I Competence Center sono poli di eccellenza nati su impulso del Mise per realizzare attività di orientamento, formazione e progetti innovativi d’aiuto alle imprese. Lo Smact è uno degli 8 Centri di Competenza industria 4.0 in Italia. È una partnership pubblico-privata che mette a sistema le competenze in ambito 4.0 della ricerca, dei provider di tecnologie e delle imprese early adopter. «In pratica, è una piattaforma, un ecosistema per la creazione e condivisione di valore nei processi di digital transformation delle imprese» – afferma Matteo Faggin, direttore generale di Smact. Nell’ecosistema sono coinvolte 11 università (Padova, Bolzano, Trento e altre), 19 end user (Carel, Danieli, Electrolux, Save e altri), 22 tech provider (Dassault Systèmes, Corvalis, Azzurro digitale, Schneider Electric, Tim e altri) e 8 realtà diverse, ad esempio banche e camere di commercio. L’ecosistema, con 25mila addetti e 11mila ricercatori, fattura 4 miliardi di euro.

Quanto al focus tecnologico e operativo, Smact è l’acronimo di SocialMobileAnalytics & Big DataCloudInternet of Things. Al centro, dunque, è la citata AIoT, l’artificial intelligence of things. «Si intende dimostrare le opportunità di Industry 4.0; formare i manager e gli operatori; gestire i progetti di innovazione; puntare sull’innovazione human-centered; e quindi su strategia, design, sociale e ambientale» – afferma Faggin. Ma che fanno le imprese con lo Smact? Il motto è: osserva, impara, fai. Quanto alla prima attività, ci sono diverse Live Demo, fabbriche scuola diffuse nei territori per vedere e toccare con mano il potenziale della digital transformation: a Bolzano (H2M manifatturiero: esoscheletri, guida laser e altro), Rovereto (machine 2 machine), Trieste (digital twin), Verona (la Fabbrica del Vino), Venezia e Padova (IL Farm 2 Fork, in tema food).

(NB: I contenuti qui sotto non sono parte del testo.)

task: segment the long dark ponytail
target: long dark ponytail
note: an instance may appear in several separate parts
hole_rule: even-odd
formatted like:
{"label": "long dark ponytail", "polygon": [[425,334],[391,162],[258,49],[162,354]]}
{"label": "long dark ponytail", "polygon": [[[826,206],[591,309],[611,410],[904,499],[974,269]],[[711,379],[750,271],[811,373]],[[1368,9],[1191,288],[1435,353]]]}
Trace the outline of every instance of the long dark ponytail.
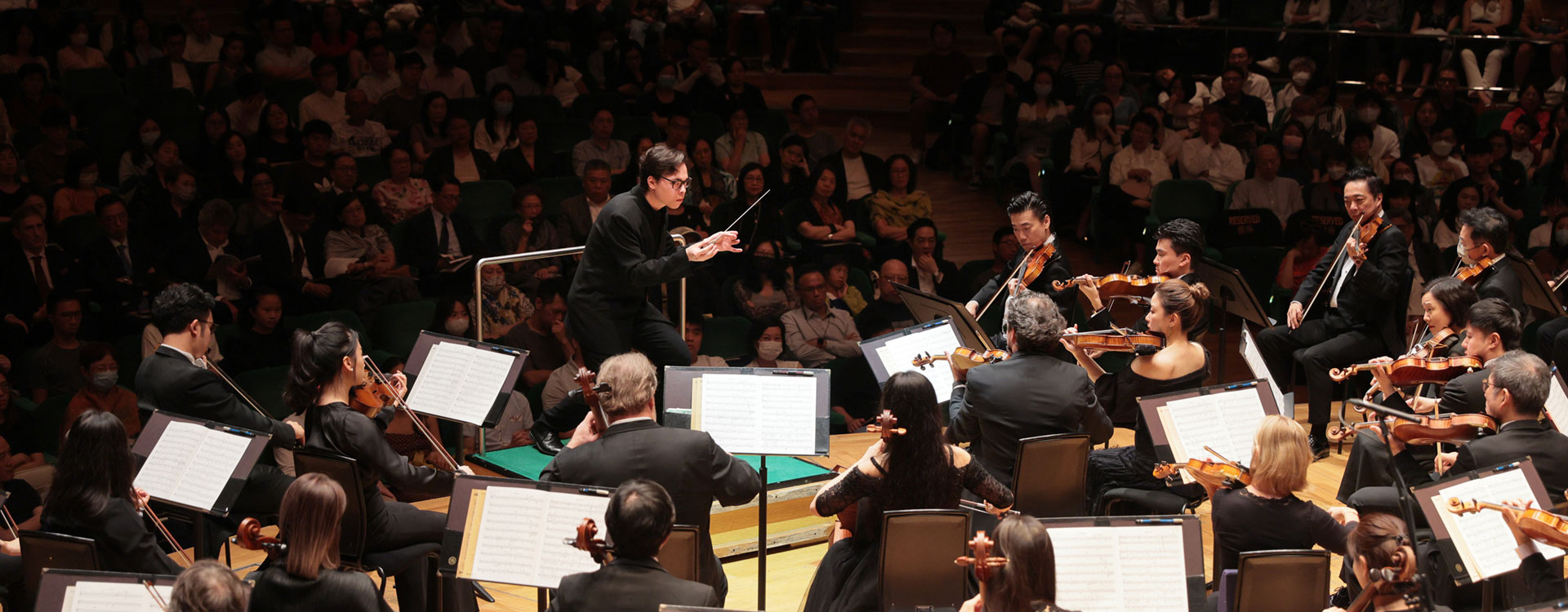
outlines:
{"label": "long dark ponytail", "polygon": [[293,358],[289,362],[289,379],[284,380],[284,402],[296,415],[315,405],[321,388],[337,377],[343,357],[353,355],[359,335],[353,329],[329,321],[315,332],[303,329],[293,335]]}

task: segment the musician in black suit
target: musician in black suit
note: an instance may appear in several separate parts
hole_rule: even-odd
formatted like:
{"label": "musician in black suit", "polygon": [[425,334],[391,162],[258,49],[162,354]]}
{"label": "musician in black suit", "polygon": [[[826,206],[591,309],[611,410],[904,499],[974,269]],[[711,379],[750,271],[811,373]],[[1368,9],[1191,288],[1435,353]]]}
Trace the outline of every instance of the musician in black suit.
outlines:
{"label": "musician in black suit", "polygon": [[[1154,274],[1167,279],[1179,279],[1187,285],[1196,285],[1203,279],[1198,279],[1193,263],[1203,257],[1203,227],[1192,219],[1171,219],[1160,224],[1154,230]],[[1093,275],[1080,279],[1093,280]],[[1088,307],[1094,310],[1094,315],[1090,315],[1083,329],[1112,329],[1116,326],[1116,321],[1110,318],[1110,304],[1105,304],[1099,297],[1096,285],[1079,285],[1079,293],[1088,301]],[[1145,301],[1142,305],[1146,315],[1149,310],[1148,302]],[[1207,308],[1203,310],[1203,316],[1193,322],[1193,338],[1203,337],[1203,332],[1209,329],[1209,313]],[[1134,332],[1148,329],[1149,322],[1142,316],[1132,324]]]}
{"label": "musician in black suit", "polygon": [[[172,285],[152,302],[152,322],[163,333],[163,344],[136,369],[136,404],[143,410],[163,410],[190,418],[216,421],[271,435],[268,446],[290,448],[304,440],[304,427],[267,416],[246,405],[207,362],[213,341],[212,294],[196,285]],[[274,465],[257,463],[234,502],[241,515],[270,515],[293,477]],[[216,543],[213,543],[216,546]]]}
{"label": "musician in black suit", "polygon": [[1022,291],[1008,299],[1002,315],[1013,357],[967,371],[953,368],[947,438],[974,441],[969,452],[1007,487],[1013,485],[1013,462],[1022,438],[1088,432],[1094,445],[1110,440],[1110,418],[1088,374],[1051,355],[1063,327],[1054,302]]}
{"label": "musician in black suit", "polygon": [[1057,236],[1051,233],[1051,205],[1046,203],[1044,196],[1025,191],[1007,203],[1007,216],[1013,224],[1013,235],[1018,236],[1018,255],[1013,255],[1007,261],[1007,272],[997,274],[974,297],[969,297],[969,304],[966,304],[969,313],[978,318],[980,311],[996,297],[997,291],[1011,291],[1010,279],[1024,274],[1019,269],[1019,263],[1027,260],[1035,249],[1051,249],[1052,255],[1046,263],[1046,269],[1033,282],[1027,283],[1027,288],[1051,296],[1057,302],[1057,308],[1062,310],[1062,318],[1068,318],[1068,313],[1073,311],[1073,297],[1077,293],[1073,288],[1057,291],[1051,286],[1054,280],[1065,282],[1073,277],[1073,268],[1068,266],[1066,257],[1062,257],[1062,252],[1057,250]]}
{"label": "musician in black suit", "polygon": [[[638,477],[659,482],[674,495],[676,523],[696,524],[698,549],[712,551],[709,509],[713,501],[723,506],[750,502],[762,491],[762,477],[704,432],[660,427],[654,421],[657,380],[654,365],[638,352],[607,358],[599,366],[597,382],[610,385],[610,393],[599,399],[608,429],[596,430],[590,413],[568,448],[539,473],[539,481],[596,487],[619,487]],[[729,579],[718,557],[701,556],[699,571],[701,582],[713,587],[723,601]]]}
{"label": "musician in black suit", "polygon": [[659,565],[659,548],[676,524],[676,502],[657,482],[633,479],[615,488],[604,510],[615,560],[597,571],[561,578],[550,610],[659,612],[659,604],[718,607],[713,587],[684,581]]}
{"label": "musician in black suit", "polygon": [[1515,313],[1524,316],[1524,290],[1519,288],[1519,275],[1513,274],[1513,263],[1507,255],[1512,236],[1508,218],[1496,208],[1471,208],[1460,213],[1460,260],[1465,265],[1496,261],[1469,279],[1475,294],[1483,299],[1502,299]]}
{"label": "musician in black suit", "polygon": [[[1364,167],[1352,171],[1344,193],[1345,213],[1353,221],[1339,230],[1333,247],[1301,280],[1286,324],[1258,335],[1258,349],[1275,380],[1295,380],[1297,363],[1306,371],[1308,421],[1312,454],[1319,459],[1328,455],[1325,434],[1334,393],[1328,369],[1405,349],[1411,275],[1405,235],[1381,219],[1383,180],[1377,174]],[[1356,221],[1378,224],[1377,233],[1363,243]],[[1323,315],[1308,321],[1308,310]]]}
{"label": "musician in black suit", "polygon": [[458,211],[463,203],[463,188],[456,177],[441,177],[431,182],[434,203],[423,213],[408,218],[408,236],[397,244],[401,263],[419,272],[425,293],[474,290],[474,261],[448,269],[452,261],[464,257],[483,257],[480,233],[467,216]]}

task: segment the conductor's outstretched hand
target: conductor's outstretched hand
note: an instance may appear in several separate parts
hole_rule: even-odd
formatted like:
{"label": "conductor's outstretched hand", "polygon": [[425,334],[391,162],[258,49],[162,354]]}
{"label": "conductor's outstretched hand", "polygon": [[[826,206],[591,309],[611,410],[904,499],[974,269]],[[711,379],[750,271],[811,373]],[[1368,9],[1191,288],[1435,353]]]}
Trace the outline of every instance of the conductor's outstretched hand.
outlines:
{"label": "conductor's outstretched hand", "polygon": [[702,238],[696,244],[687,247],[687,260],[691,261],[707,261],[721,252],[739,254],[740,247],[739,232],[718,232],[712,236]]}

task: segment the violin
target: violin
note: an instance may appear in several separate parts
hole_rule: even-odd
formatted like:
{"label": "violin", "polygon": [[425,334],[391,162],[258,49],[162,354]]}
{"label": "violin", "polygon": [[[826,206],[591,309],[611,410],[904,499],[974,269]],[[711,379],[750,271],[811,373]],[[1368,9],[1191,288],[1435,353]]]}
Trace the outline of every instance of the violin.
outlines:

Quanto alla seconda, «si fa una formazione, pratica ed esperienziale: l’azienda assume competenze tecnologiche, operative, strategiche, sui processi di digitalizzazione, mettendo a sistema imprese e ricerca» – afferma Faggin. L’offerta formativa è differenziata, e sono state già erogate 27mila ore-persona. Quanto alla terza e ultima, si tratta dei progetti di innovazione (ricerca industriale e sviluppo sperimentale). Ne sono stati avviati 30, anche grazie alle competenze dei ricercatori e delle aziende partner.

2)      Lo Smact e i sistemi di visione

«Lo Smact non interviene, quanto a computer vision, nella fase della ricerca pura, ma in quella del plateau industriale, e cioè per superare esigenze concrete delle aziende con applicazioni industriali. Si lavora bene, perché si creano dei team misti fra imprese e università, e ognuno porta le proprie competenze. Tra i progetti che abbiamo portato avanti, uno riguardava la sensor fusion, l’altro sfruttava l’associazione tra reti neurali e Fpga, che è un particolare dispositivo logico-programmabile» – afferma infine Andrea Albarelli, docente al dipartimento di scienze ambientali, informatica e statistica dell’Università Ca’ Foscari di Venezia.